According to her, she had finished fixing her eyeshadow and was just applying her lipstick when another girl wearing our school uniform entered the bathroom and asked to borrow her lipstick. The girl, as per my friend’s description, had dark eyes and long, straight black hair- something my friend envied because she couldn’t grow her light brown hair very long because she had difficulty keeping it groomed.
The girl was also of slight build where my friend was buxom. My friend took an immediate dislike to the girl, who was smiling at her. “Ang ganda naman ng lipstick mo, parang dugo.” the girl told my friend, smiling haughtily, and cocking a well-plucked eyebrow. “Pahingi naman ng lipstick.”
My friend does not take kindly to people asking to share her cosmetics, and she resented this girl’s high-handed manner of asking for a bit of lip color. She was about to say no to the strange girl when she noticed the girl’s pallor. “O, ayan, sige, gamitin mo ‘yung lipstick ko. Mas kailangan mo naman kasi ang putla mo. Mukha kang multo. Baka gusto mo din ng eyeshadow ko?”
My friend slammed the lipstick tube down on the counter in front of the mirror and the girl wordlessly picked the lipstick up and applied a thick layer to her lips before putting the lipstick tube quietly back on the counter. Turning to my friend, the girl smiled grotesquely and asked in a flirty manner “Maganda na ba ako?’ and spread her arms out and slowly turned, mimicking a beauty pageant contestant. My friend had enough of this silly girl and decided it was time to tell her off.

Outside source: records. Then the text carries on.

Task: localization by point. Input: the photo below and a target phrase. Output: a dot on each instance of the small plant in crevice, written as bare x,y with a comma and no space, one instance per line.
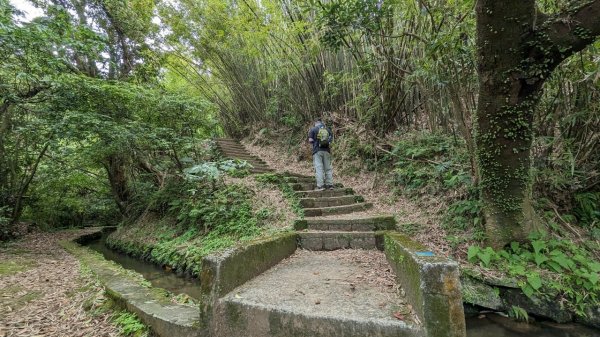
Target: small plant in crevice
570,272
130,325
518,313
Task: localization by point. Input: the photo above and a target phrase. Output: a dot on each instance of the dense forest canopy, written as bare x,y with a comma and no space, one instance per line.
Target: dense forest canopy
103,101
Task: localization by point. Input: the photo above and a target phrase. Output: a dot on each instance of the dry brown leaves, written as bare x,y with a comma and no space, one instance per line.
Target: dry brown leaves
268,197
373,187
48,299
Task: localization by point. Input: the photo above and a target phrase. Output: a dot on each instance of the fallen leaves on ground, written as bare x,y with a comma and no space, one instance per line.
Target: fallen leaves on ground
57,292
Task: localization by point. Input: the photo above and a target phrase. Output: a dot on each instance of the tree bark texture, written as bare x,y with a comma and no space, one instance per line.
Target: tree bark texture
518,48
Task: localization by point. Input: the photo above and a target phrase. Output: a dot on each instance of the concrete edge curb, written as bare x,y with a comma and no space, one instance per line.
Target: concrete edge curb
432,285
151,306
223,272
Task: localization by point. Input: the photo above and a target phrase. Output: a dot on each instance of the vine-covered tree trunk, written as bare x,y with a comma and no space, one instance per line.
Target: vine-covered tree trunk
518,48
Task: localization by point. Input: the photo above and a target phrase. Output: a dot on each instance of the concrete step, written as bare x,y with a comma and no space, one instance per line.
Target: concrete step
310,295
322,211
336,192
240,152
307,186
261,170
359,224
244,157
330,240
250,161
227,140
297,175
330,201
301,179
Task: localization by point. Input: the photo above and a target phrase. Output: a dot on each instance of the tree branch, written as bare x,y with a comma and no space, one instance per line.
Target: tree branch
571,32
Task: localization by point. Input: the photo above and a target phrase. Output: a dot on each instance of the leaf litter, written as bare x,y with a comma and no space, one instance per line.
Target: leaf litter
50,298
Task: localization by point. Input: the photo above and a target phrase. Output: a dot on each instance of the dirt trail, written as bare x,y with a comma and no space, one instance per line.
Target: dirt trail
373,188
43,292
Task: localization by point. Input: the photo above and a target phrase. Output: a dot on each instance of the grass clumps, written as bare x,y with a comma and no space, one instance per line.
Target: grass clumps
195,214
281,181
16,266
547,267
98,304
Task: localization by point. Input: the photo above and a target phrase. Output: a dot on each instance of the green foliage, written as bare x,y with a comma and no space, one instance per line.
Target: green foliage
281,181
569,270
130,325
518,313
427,163
587,209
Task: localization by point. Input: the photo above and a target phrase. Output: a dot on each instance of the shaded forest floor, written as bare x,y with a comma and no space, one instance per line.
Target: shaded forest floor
373,187
44,291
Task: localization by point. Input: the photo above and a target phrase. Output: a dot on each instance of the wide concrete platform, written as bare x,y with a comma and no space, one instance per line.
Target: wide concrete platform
319,294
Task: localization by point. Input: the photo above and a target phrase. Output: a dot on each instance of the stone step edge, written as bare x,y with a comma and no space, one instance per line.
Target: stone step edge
335,240
166,319
357,198
345,190
376,222
320,211
254,318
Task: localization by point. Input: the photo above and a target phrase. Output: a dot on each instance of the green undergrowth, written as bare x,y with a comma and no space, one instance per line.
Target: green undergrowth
547,267
194,216
282,182
97,303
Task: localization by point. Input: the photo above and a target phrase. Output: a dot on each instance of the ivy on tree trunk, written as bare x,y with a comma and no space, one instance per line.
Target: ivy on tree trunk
518,47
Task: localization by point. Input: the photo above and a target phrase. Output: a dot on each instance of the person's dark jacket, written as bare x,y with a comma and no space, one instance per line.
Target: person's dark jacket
312,134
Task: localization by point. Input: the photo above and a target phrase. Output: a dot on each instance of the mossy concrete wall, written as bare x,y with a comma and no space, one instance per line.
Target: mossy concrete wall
166,319
223,272
238,319
431,284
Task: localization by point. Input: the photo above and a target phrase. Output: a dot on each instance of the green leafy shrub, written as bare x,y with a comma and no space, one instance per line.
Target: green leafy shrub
569,270
281,181
130,325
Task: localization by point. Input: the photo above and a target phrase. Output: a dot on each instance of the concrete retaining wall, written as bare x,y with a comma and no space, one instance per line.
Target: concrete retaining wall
224,272
431,284
151,306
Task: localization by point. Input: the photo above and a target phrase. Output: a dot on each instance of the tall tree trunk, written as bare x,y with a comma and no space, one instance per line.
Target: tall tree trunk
117,176
518,48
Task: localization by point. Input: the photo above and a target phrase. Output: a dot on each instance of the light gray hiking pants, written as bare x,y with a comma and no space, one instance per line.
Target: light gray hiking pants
323,168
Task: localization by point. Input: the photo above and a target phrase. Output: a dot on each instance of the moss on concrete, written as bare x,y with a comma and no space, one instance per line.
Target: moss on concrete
431,284
16,266
129,290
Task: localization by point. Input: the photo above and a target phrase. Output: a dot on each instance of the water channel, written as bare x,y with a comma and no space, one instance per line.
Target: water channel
489,325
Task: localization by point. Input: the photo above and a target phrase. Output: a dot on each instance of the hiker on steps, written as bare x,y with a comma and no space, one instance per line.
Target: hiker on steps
321,137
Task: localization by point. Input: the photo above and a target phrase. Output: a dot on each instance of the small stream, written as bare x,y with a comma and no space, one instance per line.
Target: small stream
494,325
489,325
157,276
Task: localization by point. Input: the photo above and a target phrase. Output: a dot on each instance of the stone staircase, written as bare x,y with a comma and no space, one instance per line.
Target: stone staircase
232,149
303,295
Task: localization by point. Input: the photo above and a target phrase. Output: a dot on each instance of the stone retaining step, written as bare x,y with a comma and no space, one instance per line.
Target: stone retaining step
307,186
261,170
336,192
301,179
313,294
236,147
318,240
251,161
330,201
238,152
248,159
360,224
337,209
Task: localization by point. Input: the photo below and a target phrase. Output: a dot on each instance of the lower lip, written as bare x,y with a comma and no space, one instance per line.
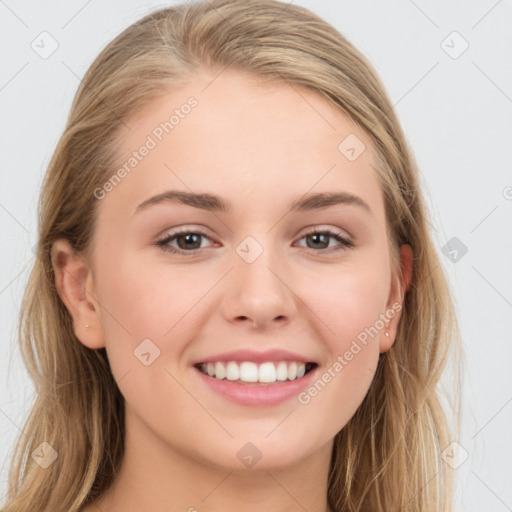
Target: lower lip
257,394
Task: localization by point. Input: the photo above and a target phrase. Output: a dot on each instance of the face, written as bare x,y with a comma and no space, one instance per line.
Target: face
263,272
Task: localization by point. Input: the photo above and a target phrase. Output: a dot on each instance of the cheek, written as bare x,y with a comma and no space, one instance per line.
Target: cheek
348,300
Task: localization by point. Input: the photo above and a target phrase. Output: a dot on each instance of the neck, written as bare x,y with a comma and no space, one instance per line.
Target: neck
155,476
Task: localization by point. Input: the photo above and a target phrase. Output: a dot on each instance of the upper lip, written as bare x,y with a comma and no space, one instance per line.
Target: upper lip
274,355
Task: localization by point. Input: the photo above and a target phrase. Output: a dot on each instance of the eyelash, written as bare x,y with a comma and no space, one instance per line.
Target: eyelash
162,244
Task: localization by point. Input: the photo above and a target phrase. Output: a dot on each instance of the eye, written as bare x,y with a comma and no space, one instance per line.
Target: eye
321,237
188,241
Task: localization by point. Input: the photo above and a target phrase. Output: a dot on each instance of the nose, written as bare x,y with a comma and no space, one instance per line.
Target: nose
259,293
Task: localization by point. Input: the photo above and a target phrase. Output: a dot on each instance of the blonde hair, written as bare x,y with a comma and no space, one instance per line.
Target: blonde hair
388,456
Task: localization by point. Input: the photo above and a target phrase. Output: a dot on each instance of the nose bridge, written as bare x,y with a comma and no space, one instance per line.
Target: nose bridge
257,289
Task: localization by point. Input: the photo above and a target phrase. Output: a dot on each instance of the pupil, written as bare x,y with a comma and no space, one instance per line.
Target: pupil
315,236
188,238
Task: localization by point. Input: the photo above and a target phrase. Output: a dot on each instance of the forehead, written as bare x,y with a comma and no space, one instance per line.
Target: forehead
256,144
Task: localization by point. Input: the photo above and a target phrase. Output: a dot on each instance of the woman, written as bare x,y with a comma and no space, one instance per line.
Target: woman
288,359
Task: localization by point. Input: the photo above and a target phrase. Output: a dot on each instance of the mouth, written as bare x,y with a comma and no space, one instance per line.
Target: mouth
251,373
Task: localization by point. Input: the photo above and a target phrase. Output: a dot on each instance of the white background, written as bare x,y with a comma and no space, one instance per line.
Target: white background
457,116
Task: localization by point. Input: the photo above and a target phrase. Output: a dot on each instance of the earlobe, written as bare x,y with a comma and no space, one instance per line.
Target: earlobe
402,283
75,286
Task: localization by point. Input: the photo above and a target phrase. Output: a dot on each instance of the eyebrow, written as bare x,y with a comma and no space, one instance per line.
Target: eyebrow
213,203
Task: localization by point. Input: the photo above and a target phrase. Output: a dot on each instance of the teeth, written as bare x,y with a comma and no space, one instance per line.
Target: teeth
248,371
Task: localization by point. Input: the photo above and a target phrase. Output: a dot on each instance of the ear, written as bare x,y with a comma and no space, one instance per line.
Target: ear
75,285
399,286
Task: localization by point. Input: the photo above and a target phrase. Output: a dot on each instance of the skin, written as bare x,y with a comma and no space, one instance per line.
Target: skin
258,147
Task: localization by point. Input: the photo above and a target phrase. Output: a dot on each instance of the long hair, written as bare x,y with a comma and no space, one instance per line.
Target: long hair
388,457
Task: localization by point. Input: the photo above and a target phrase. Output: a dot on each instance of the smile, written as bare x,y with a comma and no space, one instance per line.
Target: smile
251,372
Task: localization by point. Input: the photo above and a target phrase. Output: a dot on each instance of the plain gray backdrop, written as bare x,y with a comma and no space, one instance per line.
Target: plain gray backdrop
448,69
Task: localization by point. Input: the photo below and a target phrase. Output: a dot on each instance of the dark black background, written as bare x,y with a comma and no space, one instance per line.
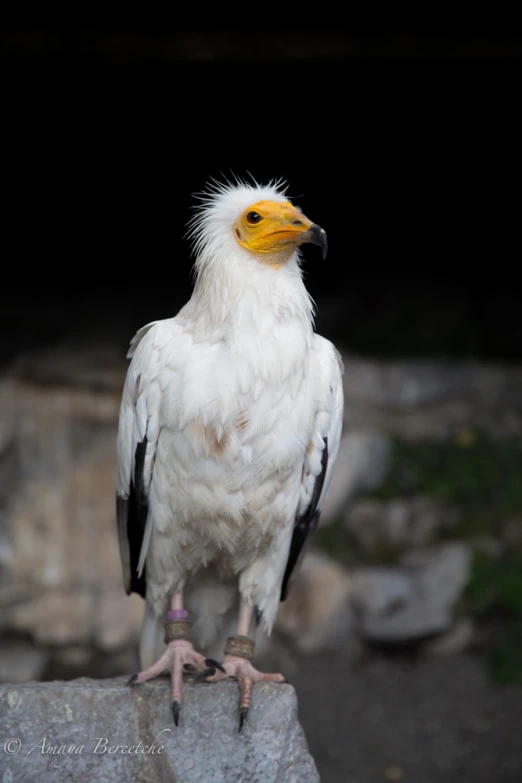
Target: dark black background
404,143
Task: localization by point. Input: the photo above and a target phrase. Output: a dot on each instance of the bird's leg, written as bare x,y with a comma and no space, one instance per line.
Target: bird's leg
237,663
179,656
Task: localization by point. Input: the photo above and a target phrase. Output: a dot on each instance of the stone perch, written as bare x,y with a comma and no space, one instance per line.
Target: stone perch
91,729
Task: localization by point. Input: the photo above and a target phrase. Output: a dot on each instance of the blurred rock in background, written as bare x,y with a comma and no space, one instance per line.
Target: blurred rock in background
391,562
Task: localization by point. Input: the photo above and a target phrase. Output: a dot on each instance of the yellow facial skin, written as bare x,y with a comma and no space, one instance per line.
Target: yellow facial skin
273,230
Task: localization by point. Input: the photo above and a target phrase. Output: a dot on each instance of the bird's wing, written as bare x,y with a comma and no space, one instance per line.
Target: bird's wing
320,454
138,432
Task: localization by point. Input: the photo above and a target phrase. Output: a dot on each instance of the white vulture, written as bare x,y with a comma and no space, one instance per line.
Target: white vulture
229,428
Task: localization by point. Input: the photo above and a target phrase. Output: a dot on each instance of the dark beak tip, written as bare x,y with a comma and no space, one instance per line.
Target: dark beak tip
317,236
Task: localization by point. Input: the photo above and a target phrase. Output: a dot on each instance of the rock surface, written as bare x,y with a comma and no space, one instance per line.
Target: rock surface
85,719
380,526
413,599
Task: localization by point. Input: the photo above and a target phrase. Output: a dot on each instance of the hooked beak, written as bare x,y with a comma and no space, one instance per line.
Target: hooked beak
316,235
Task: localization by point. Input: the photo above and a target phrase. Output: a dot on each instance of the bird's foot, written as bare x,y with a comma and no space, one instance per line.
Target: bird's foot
242,670
179,657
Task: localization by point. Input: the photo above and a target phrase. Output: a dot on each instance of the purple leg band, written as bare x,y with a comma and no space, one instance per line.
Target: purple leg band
177,614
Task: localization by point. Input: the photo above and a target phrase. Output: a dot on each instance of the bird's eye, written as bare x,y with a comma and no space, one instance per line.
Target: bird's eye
253,217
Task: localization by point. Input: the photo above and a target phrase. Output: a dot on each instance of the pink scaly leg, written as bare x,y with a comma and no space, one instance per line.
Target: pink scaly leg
178,657
240,668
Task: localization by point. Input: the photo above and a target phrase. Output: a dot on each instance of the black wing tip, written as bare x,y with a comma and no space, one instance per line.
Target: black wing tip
305,527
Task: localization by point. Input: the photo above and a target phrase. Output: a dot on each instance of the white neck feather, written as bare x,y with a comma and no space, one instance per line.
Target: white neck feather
235,293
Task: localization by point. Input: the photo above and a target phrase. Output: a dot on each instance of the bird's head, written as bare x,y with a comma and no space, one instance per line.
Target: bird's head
258,221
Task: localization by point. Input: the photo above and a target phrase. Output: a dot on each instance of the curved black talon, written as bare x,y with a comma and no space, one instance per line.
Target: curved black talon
212,662
243,714
207,673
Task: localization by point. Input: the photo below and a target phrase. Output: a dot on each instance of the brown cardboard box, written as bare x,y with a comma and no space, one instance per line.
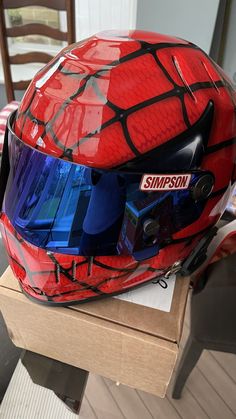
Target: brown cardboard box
126,342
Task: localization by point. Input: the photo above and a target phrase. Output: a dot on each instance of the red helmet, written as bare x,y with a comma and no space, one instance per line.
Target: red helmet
121,159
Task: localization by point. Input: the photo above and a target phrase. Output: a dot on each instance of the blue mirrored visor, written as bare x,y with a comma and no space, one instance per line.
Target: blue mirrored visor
73,209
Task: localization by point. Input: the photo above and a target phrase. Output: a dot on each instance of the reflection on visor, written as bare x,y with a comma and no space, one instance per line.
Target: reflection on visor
73,209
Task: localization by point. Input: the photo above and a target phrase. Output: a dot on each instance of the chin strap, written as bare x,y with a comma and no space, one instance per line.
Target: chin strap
217,240
213,245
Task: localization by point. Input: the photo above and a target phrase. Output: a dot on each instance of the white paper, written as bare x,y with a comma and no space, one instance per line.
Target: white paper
153,295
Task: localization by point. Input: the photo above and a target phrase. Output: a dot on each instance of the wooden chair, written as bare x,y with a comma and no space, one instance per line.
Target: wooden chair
31,29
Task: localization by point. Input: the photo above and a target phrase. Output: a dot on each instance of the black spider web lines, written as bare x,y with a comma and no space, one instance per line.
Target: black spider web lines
121,115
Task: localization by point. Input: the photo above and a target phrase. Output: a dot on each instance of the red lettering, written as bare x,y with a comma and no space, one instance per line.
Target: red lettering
166,181
172,182
148,182
184,182
159,182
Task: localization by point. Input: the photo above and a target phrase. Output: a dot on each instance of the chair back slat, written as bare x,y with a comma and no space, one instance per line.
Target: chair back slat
31,29
36,29
30,57
51,4
21,85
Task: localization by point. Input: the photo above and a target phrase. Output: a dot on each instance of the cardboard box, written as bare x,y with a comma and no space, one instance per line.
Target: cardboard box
126,342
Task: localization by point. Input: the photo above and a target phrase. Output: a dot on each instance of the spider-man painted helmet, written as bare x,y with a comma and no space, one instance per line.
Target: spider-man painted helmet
120,159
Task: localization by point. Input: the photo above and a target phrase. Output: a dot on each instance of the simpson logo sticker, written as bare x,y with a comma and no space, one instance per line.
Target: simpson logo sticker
165,182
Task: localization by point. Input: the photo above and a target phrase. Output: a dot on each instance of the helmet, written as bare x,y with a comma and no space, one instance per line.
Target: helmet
120,159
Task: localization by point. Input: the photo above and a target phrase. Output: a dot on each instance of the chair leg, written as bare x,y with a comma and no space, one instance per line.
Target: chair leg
190,356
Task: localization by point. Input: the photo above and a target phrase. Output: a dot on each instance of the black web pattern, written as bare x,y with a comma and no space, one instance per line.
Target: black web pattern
121,115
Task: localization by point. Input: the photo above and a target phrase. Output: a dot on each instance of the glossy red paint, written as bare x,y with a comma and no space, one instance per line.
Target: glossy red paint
102,102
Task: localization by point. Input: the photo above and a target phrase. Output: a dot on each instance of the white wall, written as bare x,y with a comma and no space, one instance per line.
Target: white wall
193,20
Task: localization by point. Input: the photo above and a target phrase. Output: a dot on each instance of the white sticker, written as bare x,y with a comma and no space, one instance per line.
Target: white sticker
169,182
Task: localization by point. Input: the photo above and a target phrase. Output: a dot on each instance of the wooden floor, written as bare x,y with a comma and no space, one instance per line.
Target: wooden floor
210,392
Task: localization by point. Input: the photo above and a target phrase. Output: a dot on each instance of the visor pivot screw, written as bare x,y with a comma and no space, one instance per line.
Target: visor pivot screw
151,227
203,187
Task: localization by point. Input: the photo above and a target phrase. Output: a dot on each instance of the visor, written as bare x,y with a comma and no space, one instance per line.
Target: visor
73,209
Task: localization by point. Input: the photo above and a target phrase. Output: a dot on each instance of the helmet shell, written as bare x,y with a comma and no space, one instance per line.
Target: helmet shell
102,103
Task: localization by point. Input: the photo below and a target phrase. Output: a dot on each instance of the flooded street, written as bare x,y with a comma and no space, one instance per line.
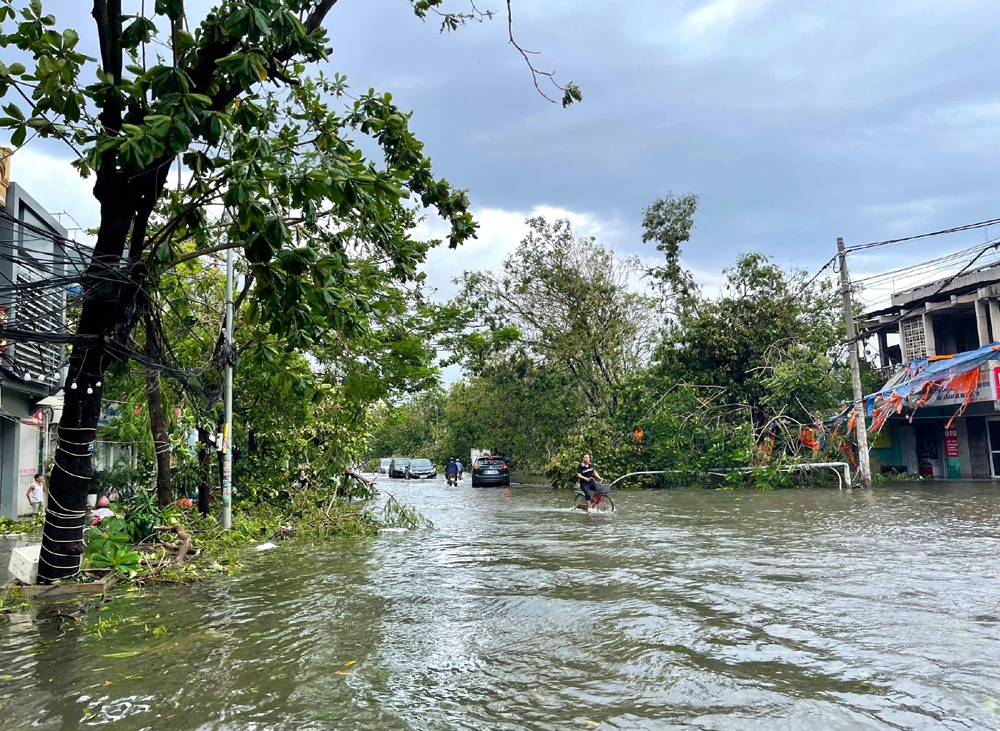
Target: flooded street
811,609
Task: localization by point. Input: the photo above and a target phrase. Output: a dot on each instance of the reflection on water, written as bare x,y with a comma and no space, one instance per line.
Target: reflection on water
813,609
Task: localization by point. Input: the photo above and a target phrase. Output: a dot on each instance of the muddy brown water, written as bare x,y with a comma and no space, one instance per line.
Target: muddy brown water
807,609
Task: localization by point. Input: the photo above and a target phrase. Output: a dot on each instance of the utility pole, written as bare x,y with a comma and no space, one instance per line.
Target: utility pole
227,428
864,465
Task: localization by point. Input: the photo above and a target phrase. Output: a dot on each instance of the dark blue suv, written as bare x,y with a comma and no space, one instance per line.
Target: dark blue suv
399,467
491,471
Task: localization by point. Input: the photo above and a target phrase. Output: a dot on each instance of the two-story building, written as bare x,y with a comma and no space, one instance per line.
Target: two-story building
30,372
945,317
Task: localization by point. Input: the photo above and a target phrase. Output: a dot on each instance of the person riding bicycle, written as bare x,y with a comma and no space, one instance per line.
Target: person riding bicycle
586,473
451,471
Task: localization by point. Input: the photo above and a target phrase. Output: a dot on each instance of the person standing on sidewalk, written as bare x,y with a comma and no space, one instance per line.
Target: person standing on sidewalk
36,495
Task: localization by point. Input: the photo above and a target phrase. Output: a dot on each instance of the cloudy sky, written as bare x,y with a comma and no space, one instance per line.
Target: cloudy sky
796,121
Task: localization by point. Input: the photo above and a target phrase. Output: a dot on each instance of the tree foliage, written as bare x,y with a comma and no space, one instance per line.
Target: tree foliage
324,232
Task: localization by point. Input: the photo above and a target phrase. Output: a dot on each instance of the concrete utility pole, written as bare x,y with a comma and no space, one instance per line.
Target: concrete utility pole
227,428
864,465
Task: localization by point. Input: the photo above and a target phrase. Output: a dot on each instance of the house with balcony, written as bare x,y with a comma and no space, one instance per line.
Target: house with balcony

She put her lipstick back in her makeup pouch and began by giving the girl a scornful once-over from head to toe. When her eyes got to the part where the girl’s feet should have been, my friend saw nothing but air and she looked back up again, her eyes wide as saucers as she beheld the girl turning in front of her. The girl stop turning, looked at my friend and laughed harshly before bellowing out her question: “Maganda na ba ako?” She reached for my friend, who, seeing that she was being threatened by a ghost, ran like hell, screaming, to the other end of the building where our last class of the day was already ongoing. Once safely inside the classroom.
She slumped in the chair beside mine, shivering and jabbering until some classmates of ours and I calmed her down enough so the teacher wouldn’t send us out of the room. When the class was over, my friend told me what happened in the ladies’ room and asked me to accompany her while she went back to get the makeup pouch she had left in the ladies’ room in her fright.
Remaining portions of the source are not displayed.